Les milliers de glaciers périphériques du Groenland sont entrés dans un nouvel état généralisé de retrait rapide, selon une étude de l’Université Northwestern et de l’Université de Copenhague.

Pour évaluer l’ampleur du retrait des glaciers, l’équipe de recherche a combiné des images satellite avec des photographies aériennes historiques du littoral du Groenland, parsemé de milliers de glaciers séparés de l’immense calotte glaciaire centrale de l’île. Grâce à ces données uniques, les chercheurs ont documenté les changements intervenus dans la longueur de plus de 1 000 glaciers du pays au cours des 130 dernières années.

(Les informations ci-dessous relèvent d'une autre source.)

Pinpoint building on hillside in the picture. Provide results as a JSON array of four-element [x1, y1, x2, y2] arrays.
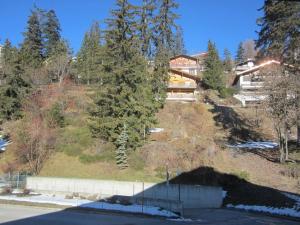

Bien que les glaciers du Groenland aient connu un retrait au cours du siècle dernier, le rythme de leur retrait s’est rapidement accéléré au cours des deux dernières décennies. Selon l’effort de collaboration pluriannuel entre les États-Unis et le Danemark, le rythme du retrait des glaciers au cours du 21e siècle est deux fois plus rapide que celui du 20e siècle. Et malgré la diversité des climats et des caractéristiques topographiques du Groenland, les découvertes sont omniprésentes, même parmi les glaciers les plus septentrionaux de la Terre.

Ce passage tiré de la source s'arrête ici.